Single by Daddy Lumba

from the album Aben Wo Ha
- Language: Akan (Twi)
- Released: 1998
- Recorded: 1998
- Studio: Rheinklang Studios in Dusseldorf
- Genre: Highlife
- Label: Lumba Productions
- Songwriter: Daddy Lumba
- Producers: Daddy Lumba, Bodo Staiger

= Aben Wo Ha =

"Aben Wo Ha" is a single released by Ghanaian musician Daddy Lumba from his 1998 studio album of the same name.

== Controversy ==
In 1999 there were numerous calls by critics and conservative music fans to ban "Aben Wo Ha" on radio, however, the National Commission on Culture which exercises authority over the music industry in Ghana, decided against banning it.

== Popularity ==
It was alleged that presenter Tommy Annan Forson made the song popular when he refused to play it on radio due to its sexually suggestive lyrics.
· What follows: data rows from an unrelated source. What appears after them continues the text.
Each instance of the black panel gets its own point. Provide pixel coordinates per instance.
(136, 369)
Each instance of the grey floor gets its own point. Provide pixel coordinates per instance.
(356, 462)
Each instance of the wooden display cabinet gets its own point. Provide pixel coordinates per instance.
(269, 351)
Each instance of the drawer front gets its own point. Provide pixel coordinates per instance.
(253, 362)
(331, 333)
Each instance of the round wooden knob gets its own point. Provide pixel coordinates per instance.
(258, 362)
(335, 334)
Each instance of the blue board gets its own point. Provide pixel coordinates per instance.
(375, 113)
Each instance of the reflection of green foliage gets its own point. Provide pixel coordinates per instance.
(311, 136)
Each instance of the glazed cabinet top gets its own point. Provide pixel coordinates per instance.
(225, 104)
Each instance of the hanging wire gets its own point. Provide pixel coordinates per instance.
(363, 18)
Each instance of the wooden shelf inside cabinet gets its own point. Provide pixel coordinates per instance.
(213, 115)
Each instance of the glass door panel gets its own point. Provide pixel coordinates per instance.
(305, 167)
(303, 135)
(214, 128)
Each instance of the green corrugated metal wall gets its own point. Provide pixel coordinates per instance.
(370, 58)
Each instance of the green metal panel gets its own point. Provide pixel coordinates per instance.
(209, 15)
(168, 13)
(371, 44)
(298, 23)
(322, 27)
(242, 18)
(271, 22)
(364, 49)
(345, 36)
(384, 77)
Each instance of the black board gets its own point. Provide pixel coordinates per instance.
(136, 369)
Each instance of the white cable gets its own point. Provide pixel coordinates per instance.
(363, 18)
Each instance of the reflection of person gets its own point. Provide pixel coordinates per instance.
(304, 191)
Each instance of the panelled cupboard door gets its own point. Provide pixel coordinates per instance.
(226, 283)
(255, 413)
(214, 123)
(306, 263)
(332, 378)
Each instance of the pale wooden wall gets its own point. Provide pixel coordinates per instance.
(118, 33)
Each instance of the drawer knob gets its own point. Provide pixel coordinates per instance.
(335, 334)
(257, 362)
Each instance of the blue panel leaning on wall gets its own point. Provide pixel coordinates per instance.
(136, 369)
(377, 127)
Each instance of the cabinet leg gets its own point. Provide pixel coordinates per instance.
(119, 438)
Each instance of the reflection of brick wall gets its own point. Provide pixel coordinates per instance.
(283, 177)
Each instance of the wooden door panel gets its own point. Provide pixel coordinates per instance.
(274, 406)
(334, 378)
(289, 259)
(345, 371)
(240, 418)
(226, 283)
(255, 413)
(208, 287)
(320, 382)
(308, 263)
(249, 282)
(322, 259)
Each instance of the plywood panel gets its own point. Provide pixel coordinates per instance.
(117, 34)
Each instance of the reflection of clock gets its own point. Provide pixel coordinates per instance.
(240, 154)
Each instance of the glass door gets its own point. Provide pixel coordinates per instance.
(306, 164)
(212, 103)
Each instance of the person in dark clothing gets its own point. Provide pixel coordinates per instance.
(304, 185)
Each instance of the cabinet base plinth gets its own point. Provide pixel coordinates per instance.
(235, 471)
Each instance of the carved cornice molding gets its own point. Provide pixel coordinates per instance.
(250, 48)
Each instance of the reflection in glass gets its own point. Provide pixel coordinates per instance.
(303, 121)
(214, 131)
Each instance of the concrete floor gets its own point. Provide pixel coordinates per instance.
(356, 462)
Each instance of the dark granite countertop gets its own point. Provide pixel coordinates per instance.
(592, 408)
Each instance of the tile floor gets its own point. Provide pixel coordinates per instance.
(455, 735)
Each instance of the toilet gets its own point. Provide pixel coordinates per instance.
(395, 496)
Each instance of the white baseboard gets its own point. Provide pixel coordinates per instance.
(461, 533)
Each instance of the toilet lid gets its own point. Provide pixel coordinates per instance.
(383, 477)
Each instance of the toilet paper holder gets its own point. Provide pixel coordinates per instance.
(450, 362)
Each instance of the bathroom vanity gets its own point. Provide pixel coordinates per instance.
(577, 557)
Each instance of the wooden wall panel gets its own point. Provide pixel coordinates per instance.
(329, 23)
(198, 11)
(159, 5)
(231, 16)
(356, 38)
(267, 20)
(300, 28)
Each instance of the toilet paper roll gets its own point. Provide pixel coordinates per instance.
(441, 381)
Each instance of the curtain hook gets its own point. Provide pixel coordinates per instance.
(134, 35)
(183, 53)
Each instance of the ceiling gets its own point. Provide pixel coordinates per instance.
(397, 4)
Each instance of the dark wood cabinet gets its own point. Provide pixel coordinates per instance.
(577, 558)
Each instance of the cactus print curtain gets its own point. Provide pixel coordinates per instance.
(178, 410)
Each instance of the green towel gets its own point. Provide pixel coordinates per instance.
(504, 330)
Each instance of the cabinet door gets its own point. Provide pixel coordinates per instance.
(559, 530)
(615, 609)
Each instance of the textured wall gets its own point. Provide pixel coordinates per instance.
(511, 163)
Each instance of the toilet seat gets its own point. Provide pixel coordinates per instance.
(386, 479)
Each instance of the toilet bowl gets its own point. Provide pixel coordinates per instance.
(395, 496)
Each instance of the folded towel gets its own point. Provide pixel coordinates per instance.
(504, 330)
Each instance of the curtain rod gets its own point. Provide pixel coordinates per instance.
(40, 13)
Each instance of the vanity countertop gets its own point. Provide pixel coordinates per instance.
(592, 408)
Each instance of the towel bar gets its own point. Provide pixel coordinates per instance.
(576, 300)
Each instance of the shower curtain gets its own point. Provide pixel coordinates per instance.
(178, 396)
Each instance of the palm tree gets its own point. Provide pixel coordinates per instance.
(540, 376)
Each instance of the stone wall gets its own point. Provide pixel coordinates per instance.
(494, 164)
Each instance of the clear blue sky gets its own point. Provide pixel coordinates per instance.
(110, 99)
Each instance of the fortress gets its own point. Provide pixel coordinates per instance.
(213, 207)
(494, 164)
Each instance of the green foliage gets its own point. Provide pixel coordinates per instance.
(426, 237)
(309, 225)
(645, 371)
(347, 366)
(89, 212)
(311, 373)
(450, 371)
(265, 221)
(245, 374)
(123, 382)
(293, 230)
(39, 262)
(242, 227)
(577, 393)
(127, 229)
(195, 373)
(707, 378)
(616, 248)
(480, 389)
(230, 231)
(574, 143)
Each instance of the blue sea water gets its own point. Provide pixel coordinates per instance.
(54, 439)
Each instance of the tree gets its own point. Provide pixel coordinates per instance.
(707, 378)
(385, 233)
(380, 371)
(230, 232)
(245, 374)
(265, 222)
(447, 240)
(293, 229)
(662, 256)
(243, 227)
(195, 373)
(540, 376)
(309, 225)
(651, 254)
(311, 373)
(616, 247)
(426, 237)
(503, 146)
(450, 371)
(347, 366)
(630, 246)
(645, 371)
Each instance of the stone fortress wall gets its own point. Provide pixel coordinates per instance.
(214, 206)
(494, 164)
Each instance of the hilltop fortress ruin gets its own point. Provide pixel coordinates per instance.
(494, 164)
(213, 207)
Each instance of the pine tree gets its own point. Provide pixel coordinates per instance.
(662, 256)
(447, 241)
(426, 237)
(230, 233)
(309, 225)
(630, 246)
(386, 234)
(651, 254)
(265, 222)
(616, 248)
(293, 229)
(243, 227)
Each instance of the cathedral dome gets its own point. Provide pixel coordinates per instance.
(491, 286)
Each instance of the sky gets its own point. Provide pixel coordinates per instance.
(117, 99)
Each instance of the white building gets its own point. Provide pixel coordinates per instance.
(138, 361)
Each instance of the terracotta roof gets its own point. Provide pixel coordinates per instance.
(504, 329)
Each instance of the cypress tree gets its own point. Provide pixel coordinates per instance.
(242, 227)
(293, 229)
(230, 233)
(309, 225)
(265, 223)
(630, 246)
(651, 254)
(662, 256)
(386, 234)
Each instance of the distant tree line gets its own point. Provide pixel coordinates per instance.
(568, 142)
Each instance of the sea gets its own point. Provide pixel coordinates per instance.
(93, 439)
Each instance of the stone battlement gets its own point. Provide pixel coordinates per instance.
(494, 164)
His decision made people curious about the song.

The song was a commercial success. "Aben Wo Ha" won numerous of awards in 1999 and 2000, including winning the "Song of the Year" award at the maiden Ghana Music Awards held in 2000.

"Aben Wo Ha" still enjoys some level of popularity, even internationally, despite more than two decades since its release. The song became the unofficial welcome song for Ghanaian midfielder Thomas Partey when he signed for Arsenal FC in October 2020, with a video of a fan dancing to the song posted on the official Arsenal Instagram page. In 2015, the video for "Aben Wo Ha" went viral after American rapper Ludacris posted a snippet on his social media accounts.

Former Barcelona and AC Milan midfielder Kevin-Prince Boateng again made the song go viral when he posted a video of himself jamming to "Aben Wo Ha" in his car.